Celebrating over 30 years as an arts organization.


The Center hosts readings, workshops, lectures, and publishes a variety of poetry publications. SPC is located in the R25 Arts Complex located on the corner of R & 25th Streets in midtown Sacramento.



Sacramento Poetry Center memberships support a variety of local poetry programs, publications, readings, and events. Members receive a free subscription to Tule Review and Poetry Now. Please send your check for $30 or more to SPC, 1719 25th St., Sacramento, CA 95816. Fixed incomes are $15.


Wednesday, May 03, 2006



An Evening with Jane Hirshfield

Thursday, May 4, 2006
7:00-8:30 PM

Sutter Cancer Center-Buhler Building
2800 L Street, First Floor


Prize-winning poet, translator, and essayist Jane Hirshfield will appear at the Sutter Cancer Center, 2800 L St., Sacramento, as part of Sutter's Literature, Art, and Medicine Program (LAMP) author series Thursday, May 4, 2006, from 7-8:30 p.m. Hirshfield will read, answer questions and sign books on the first floor of the Cancer Center. The program is free and open to all.

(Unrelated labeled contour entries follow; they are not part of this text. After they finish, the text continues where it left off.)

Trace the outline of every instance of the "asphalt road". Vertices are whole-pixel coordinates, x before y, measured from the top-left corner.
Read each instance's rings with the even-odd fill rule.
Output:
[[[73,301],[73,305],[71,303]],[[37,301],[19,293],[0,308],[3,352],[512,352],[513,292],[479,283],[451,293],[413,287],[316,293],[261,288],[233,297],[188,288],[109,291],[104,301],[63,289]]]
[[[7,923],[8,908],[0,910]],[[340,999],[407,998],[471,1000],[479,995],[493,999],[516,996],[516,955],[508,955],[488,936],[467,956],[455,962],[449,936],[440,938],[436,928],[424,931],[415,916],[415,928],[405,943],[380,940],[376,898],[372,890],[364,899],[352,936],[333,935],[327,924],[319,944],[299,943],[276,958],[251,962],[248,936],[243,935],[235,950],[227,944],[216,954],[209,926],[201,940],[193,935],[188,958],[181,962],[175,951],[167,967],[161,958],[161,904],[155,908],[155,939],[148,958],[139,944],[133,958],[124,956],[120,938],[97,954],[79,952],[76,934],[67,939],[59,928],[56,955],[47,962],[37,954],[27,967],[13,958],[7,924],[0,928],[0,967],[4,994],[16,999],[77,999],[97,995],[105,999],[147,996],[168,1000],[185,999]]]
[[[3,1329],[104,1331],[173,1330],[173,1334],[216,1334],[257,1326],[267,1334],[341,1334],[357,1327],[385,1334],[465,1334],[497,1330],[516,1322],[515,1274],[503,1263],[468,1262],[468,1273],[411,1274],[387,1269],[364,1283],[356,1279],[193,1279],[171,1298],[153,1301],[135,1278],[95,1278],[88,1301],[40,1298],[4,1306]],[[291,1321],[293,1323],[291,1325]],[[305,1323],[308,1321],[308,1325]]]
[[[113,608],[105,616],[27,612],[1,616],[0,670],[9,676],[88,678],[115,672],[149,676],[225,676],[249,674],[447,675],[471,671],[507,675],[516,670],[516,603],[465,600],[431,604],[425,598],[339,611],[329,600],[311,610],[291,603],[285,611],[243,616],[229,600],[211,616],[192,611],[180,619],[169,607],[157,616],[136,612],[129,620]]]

Hirshfield's poetry speaks to the central issues of human existence-desire and loss and impermanence and beauty. Described by reviewers as "radiant and passionate," "ethically aware," "insightful and eloquent," and as conveying "a succinct wisdom," her work ranges from the metaphysical and passionate to the political and scientific to the subtle unfolding of daily life. An generous master of her art, Hirshfield has been a visiting professor at UC Berkeley and elsewhere, a member of the Bennington College MFA faculty, and has been received with wide acclaim in her many appearances at writers conferences, literary centers, and festivals both in this country and abroad.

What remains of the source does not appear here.